Advanced Password Management Topics Using %pw() with SAS/CONNECT Programmatically turning Debugging Options off and on. Userid/Password Pooling

SAS/Connect SAS/CONNECT connect scripts are macro enabled. Use double quotes around macro. /* A snippet of a SAS/CONNECT signon Script using %pw() */... /* MVS LOGON */ /* input 'Userid?'; */ /* type ENTER; */ type ‘AMALONE' ENTER; /* input nodisplay 'Password?'; */ /* type ENTER; */ type "%pw(TSO)" ENTER; waitfor 20 seconds; type "&TSOTYP" ENTER;...
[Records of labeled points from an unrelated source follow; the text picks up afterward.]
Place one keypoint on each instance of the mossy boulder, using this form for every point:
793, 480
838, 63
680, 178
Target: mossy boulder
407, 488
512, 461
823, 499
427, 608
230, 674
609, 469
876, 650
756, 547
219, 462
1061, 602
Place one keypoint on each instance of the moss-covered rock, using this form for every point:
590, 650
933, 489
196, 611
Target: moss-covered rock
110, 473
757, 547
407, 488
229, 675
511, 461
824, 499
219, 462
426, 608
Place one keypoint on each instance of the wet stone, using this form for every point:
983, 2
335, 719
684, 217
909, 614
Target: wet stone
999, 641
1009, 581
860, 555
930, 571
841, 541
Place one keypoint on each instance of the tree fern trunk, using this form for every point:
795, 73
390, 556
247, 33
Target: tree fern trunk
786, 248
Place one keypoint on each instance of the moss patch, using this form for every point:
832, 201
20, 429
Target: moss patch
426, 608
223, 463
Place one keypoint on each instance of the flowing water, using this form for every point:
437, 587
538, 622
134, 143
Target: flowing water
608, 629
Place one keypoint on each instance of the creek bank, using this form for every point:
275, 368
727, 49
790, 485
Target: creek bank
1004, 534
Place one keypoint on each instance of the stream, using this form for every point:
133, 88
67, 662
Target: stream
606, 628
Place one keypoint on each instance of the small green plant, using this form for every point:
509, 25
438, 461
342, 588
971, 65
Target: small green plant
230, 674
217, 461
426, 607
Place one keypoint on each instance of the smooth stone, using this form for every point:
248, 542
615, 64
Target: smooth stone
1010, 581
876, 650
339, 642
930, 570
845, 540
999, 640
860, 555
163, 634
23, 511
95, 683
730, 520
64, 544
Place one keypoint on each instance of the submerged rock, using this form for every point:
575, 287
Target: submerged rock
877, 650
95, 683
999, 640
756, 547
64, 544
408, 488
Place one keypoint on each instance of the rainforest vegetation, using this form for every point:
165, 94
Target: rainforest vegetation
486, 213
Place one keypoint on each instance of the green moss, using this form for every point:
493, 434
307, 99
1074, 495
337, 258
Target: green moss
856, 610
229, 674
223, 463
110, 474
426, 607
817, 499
Programmatically Turning Off Macro Debug Options Can’t turn off Macro Debug Options inside %pw() code. Must use separate macros to turn options off and on. Macros must be invoked outside the data step and PROC step code. OPTIONS SYMBOLGEN; %optsOff; /* Check Macro options; Turn off if necessary */ DATA work.secure_patient_recs2( pw=%pw(DSPW)); SET work.secure_patient_recs( pw=%pw(DSPW)); RUN; %optsOn; /* If previously turned on, then turn options back on */

Userid/Password Pooling Used for simultaneous, multiple connections to IBM mainframe. Userid and Passwords pairs stored in dataset. Suite of macros control/manage pairs in dataset. When program uses a userid, set inUseFlag to “yes”. Set back to “no” when Mainframe connection is finished. *No sample code available for this topic.

Conclusion Looked at simple implementation Reviewed vulnerabilities Addressed vulnerabilities Discussed advanced ways to use this concept. Questions or Comments?